On the subject of the controversial COVID vaccines, however, the report is far more deferential. It acknowledges that the shots “had adverse events that must be thoroughly investigated,” and discusses various shortcomings in the government’s reporting systems for adverse vaccine events but still concludes that, overall, the vaccines were “largely safe and effective,” and credits them with saving “millions” of lives.

Operation Warp Speed, the Trump administration initiative to develop vaccines for COVID in a fraction of the time vaccines usually take, “was a tremendous success,” the subcommittee says, and the resulting vaccines “undoubtedly saved millions of lives by diminishing likelihood of severe disease and death.” It even faults President Joe Biden and Vice President Kamala Harris, who were running against Donald Trump for the White House at the time, for “question(ing) the safety and efficacy of COVID-19 vaccinations” before they were released.

“COVID-19 vaccines were tremendously important in reducing the severity of COVID-19 symptoms and were extremely effective in doing so,” the report claims. “However, the Biden Administration oversold the power of these vaccines. On more than one occasion, President Biden himself overstated the vaccine’s ability to prevent infection and transmission. These false statements likely contributed to Americans’ confusion about COVID-19 vaccines and reduced overall vaccine confidence.”

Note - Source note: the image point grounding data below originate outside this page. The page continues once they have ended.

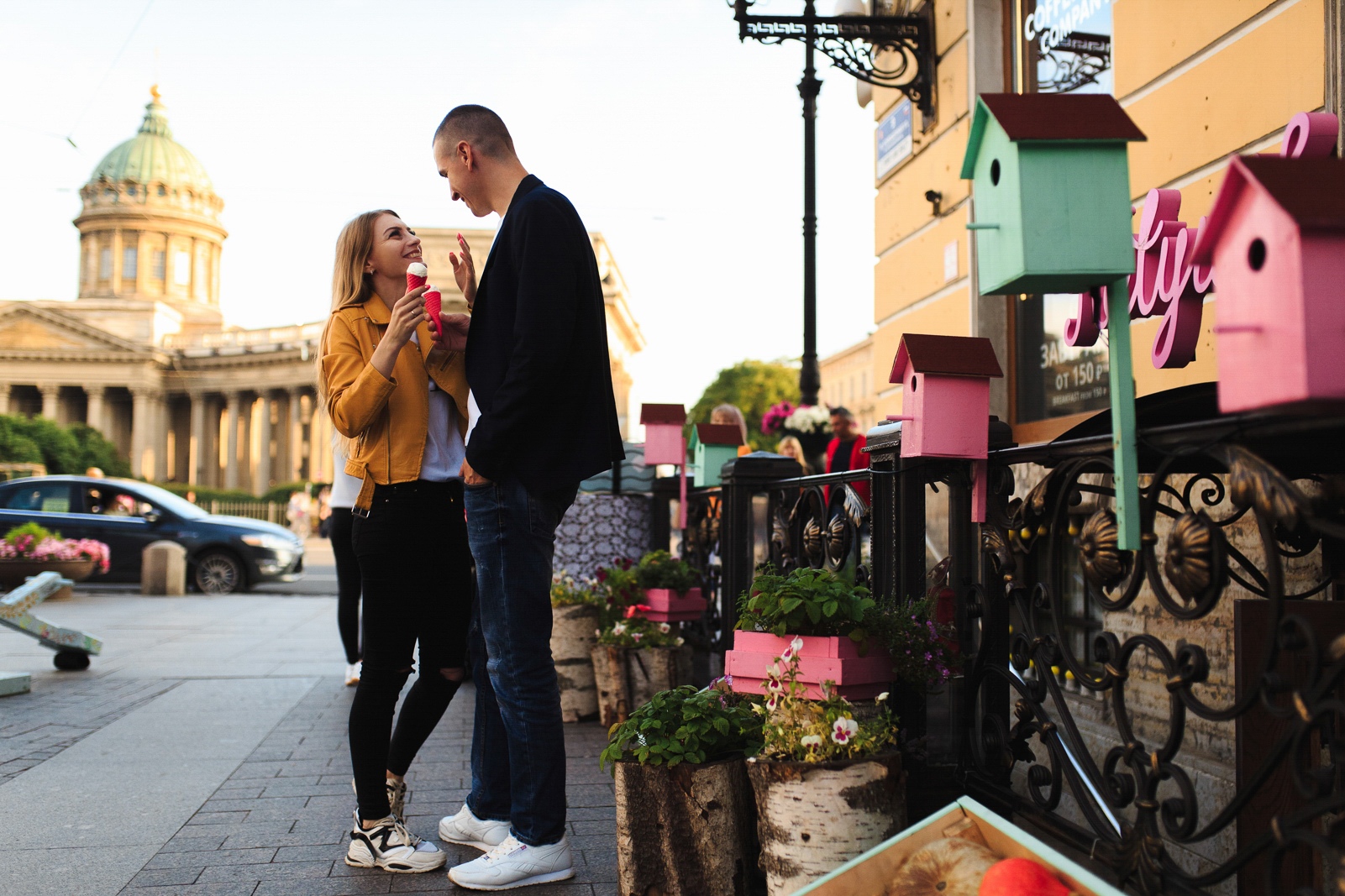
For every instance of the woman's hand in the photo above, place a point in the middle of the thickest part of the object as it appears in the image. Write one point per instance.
(465, 272)
(407, 314)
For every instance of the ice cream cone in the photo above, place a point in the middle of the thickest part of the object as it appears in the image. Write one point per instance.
(416, 276)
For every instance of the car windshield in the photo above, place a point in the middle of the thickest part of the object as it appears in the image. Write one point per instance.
(168, 500)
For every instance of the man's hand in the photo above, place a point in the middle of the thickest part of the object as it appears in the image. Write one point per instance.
(471, 476)
(465, 270)
(452, 330)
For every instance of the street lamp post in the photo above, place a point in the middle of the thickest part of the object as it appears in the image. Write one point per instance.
(891, 51)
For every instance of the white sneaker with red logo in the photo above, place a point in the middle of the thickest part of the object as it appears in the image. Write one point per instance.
(515, 864)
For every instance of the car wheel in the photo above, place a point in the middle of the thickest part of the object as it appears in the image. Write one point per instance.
(71, 659)
(218, 574)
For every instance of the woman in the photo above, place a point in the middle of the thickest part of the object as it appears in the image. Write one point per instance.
(400, 402)
(791, 447)
(340, 522)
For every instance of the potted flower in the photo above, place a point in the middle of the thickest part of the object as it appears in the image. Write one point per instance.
(30, 549)
(670, 588)
(827, 615)
(829, 784)
(685, 813)
(633, 659)
(576, 615)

The subcommittee report largely reiterates and aligns with a wealth of previous findings on the failures of lockdowns and forced masking, as well as the origins of COVID-19. On the subject of the vaccines, however, it neglects a large body of evidence of far more widespread harm.

The federal Vaccine Adverse Event Reporting System (VAERS) reports 38,068 deaths, 218,646 hospitalizations, 22,002 heart attacks, and 28,706 myocarditis and pericarditis cases as of October 25, among other ailments. U.S. Centers for Disease Control & Prevention (CDC) researchers have recognized a “high verification rate of reports of myocarditis to VAERS after mRNA-based COVID-19 vaccination,” leading to the conclusion that “under-reporting is more likely” than over-reporting.

An analysis of 99 million people across eight countries published February in the journal Vaccine “observed significantly higher risks of myocarditis following the first, second and third doses” of mRNA-based COVID vaccines, as well as signs of increased risk of “pericarditis, Guillain-Barré syndrome, and cerebral venous sinus thrombosis,” and other “potential safety signals that require further investigation.” In April, the CDC was forced to release by court order 780,000 previously undisclosed reports of serious adverse reactions, and a study out of Japan found “statistically significant increases” in cancer deaths after third doses of mRNA-based COVID-19 vaccines and offered several theories for a causal link.

In Florida, an ongoing grand jury investigation into the vaccines’ manufacturers is slated to release a report on the safety and effectiveness of the COVID vaccines, and a lawsuit by the state of Kansas has been filed accusing Pfizer of misrepresentation for calling the shots “safe and effective.” The findings of both efforts are highly anticipated.

All eyes are currently on returning President Trump, and whose health team, which will be helmed by prominent vaccine critic Robert F. Kennedy, Jr. as his nominee for Secretary of Health & Human Services, has given mixed signals as to the prospects of reconsidering the shots for which he has long taken credit, and has nominated both critics and defenders of establishment COVID measures for a number of administration roles.